Корабль вспугнул стайку летучих рыб, и они запрыгали по волнам,
точно пущенные рикошетом сверкающие серебряные монеты.
- А это призраки ушедших на дно сокровищ, - продолжал кок. -
Приманки убийцы: изумруды, алмазы и золото. Грехи, которые из - за них
совершали люди, липнут к ним, гонят скитаться по океану. Плох тот
моряк, что не сложит о них достойного сказания.

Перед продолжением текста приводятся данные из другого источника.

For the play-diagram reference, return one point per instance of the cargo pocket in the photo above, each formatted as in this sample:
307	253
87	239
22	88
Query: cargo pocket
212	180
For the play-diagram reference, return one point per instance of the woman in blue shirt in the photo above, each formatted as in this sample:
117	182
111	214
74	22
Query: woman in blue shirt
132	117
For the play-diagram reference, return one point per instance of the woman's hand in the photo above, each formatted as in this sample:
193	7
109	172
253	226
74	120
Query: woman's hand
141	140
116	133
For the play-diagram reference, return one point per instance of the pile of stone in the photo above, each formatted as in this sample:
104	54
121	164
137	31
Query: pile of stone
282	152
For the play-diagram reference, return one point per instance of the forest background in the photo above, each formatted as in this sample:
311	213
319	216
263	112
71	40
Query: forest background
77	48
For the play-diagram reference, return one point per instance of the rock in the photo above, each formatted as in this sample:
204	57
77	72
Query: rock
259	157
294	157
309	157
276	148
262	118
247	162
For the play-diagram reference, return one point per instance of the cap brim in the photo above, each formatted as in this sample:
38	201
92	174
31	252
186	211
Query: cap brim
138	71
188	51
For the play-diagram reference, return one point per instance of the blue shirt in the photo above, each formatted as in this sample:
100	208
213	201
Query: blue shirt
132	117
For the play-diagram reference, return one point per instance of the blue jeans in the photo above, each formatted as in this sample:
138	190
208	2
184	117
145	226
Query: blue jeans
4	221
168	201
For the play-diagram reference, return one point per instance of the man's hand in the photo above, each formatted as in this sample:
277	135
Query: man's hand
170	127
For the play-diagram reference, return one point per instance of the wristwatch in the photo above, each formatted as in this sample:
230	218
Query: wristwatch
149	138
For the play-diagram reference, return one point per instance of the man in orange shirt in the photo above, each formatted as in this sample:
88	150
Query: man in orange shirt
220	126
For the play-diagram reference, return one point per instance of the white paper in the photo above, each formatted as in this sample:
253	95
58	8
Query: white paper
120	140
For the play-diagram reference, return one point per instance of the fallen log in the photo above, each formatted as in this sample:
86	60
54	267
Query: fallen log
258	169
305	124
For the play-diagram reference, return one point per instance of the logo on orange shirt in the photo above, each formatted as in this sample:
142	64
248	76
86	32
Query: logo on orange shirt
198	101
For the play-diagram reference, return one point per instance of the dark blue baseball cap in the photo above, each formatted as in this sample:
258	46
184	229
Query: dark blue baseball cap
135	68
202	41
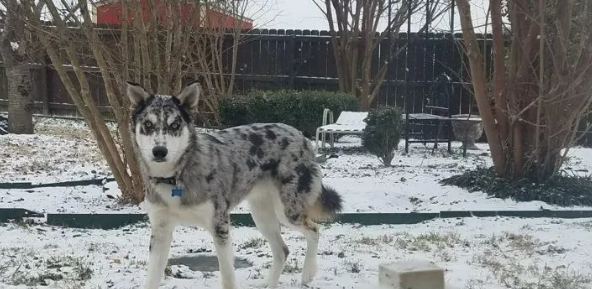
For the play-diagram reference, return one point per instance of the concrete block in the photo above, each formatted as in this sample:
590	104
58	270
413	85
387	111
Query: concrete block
411	274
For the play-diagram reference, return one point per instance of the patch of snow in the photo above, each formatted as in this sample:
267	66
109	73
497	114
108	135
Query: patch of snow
14	45
484	253
64	150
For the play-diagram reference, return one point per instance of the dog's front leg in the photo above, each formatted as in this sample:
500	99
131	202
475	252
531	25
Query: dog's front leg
225	251
160	245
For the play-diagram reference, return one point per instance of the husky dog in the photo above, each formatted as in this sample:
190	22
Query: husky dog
198	178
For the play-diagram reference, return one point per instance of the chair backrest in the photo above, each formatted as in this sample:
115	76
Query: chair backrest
439	98
352	118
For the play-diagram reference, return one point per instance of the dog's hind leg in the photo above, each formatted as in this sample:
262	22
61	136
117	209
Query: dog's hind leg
262	211
160	245
224	250
311	233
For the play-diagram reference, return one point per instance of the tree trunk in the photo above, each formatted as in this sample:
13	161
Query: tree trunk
20	100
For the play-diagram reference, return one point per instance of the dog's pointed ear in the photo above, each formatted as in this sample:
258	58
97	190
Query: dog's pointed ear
136	92
189	97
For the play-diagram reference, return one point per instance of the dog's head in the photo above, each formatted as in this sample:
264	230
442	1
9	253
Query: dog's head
161	124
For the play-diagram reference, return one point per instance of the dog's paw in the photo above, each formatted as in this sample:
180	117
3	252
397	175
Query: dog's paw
308	274
268	285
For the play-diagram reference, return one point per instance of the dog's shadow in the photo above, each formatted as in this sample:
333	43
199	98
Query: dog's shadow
206	263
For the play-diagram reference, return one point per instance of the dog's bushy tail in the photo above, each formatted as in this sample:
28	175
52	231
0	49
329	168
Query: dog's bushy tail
327	205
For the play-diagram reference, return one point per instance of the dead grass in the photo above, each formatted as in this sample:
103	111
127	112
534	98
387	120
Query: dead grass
23	267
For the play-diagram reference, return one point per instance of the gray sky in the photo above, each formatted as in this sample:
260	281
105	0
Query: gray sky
304	14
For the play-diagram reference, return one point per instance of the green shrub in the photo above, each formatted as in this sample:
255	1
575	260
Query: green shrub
563	189
383	132
300	109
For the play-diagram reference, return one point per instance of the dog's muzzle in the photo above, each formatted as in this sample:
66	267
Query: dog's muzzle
159	153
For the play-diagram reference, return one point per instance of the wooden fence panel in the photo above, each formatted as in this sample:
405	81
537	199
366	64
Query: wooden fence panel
278	59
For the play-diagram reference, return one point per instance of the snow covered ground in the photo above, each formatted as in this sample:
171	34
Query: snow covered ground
477	253
65	150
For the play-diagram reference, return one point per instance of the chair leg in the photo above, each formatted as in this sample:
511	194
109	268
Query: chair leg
440	127
316	144
332	138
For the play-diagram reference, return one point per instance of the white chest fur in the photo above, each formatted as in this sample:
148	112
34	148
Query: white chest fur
172	211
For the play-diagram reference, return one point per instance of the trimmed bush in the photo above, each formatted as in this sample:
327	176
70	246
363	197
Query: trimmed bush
300	109
562	189
383	132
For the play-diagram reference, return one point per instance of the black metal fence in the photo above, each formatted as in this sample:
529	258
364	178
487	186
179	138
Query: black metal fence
303	59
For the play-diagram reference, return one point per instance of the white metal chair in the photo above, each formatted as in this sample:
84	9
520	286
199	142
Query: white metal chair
348	122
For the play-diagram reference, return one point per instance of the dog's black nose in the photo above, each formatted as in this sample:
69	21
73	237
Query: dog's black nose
159	152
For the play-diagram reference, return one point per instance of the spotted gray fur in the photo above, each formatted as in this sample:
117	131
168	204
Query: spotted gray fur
223	168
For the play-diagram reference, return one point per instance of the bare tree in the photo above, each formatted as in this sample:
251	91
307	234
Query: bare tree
16	47
355	37
154	49
541	86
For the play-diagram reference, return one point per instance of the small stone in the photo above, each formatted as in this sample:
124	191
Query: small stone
412	274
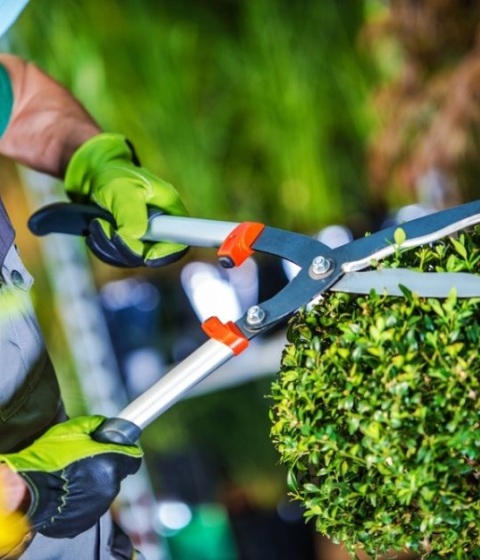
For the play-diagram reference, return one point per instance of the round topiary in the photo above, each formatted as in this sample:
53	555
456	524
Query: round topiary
376	413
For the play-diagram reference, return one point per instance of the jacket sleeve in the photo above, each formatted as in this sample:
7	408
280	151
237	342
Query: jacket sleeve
6	99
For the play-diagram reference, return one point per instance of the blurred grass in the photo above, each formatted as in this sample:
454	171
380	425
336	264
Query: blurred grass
254	109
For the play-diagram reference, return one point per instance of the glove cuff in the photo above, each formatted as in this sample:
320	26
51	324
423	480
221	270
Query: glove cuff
92	156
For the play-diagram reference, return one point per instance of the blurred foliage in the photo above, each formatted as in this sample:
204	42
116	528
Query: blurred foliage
252	108
426	144
232	428
376	413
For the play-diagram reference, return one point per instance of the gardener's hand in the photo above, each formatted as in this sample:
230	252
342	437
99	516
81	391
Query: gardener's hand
72	479
104	170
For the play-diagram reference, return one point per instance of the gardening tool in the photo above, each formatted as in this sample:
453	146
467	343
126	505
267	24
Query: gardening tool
321	269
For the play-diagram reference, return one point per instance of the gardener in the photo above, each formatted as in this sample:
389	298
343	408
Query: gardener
51	469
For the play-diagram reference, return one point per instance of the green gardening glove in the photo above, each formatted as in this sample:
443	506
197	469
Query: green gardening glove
72	478
105	171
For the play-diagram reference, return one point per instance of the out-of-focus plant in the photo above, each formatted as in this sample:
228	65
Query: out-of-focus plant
427	142
375	414
251	108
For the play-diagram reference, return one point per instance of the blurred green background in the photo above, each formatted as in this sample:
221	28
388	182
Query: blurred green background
251	108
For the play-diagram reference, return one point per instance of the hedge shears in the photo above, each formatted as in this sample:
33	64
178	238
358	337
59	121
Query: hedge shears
321	269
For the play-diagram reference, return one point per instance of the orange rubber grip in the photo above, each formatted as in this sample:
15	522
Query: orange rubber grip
228	333
237	247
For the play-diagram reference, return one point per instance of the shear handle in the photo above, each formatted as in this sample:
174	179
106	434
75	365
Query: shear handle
74	219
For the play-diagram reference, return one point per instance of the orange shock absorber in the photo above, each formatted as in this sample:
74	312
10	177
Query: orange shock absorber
228	333
237	247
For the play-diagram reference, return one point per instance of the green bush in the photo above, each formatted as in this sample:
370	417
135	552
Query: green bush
376	413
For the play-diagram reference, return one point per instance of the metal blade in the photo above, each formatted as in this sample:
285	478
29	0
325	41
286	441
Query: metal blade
425	284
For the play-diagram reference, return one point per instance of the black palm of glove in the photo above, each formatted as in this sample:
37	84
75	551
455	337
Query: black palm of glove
104	170
72	478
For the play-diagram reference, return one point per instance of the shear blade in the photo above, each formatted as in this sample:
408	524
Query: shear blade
425	284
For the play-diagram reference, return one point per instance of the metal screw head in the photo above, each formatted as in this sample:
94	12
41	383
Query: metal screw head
320	265
255	315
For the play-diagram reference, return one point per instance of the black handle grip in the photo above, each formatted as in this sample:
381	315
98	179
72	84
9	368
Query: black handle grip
117	430
66	217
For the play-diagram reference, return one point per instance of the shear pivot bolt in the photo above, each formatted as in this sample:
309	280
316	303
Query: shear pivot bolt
255	316
320	265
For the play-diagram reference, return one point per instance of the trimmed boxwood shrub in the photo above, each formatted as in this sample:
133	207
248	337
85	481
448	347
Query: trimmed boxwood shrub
376	413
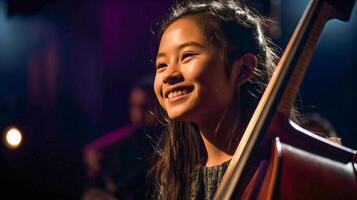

Генри кивнул на огромную черепаху, спавшую среди волн.
- А какие сказания есть о черепахах? - спросил он.
- Да никаких нет. Просто запас хорошего мяса. Какой же человек
станет слагать сказания о том, что ест? Зато немало кораблей они
спасли, помогая сохранить плоть на костях, которые иначе выбелило бы
солнце на палубе скорлупки, оставшейся без мачт. Черепашье мясо очень
сочное и вкусное. Бывает, флибустьеры не сумеют добыть мяса диких
коров, так грузят запас таких тварей и уходят в плавание.
Пока они разговаривали, солнце нырнуло в воду. Вдали одинокая
черная туча выбрасывала и выбрасывала раздвоенные языки молний, но
остальной небосвод был сине - черным шелком, расшитым россыпями звезд.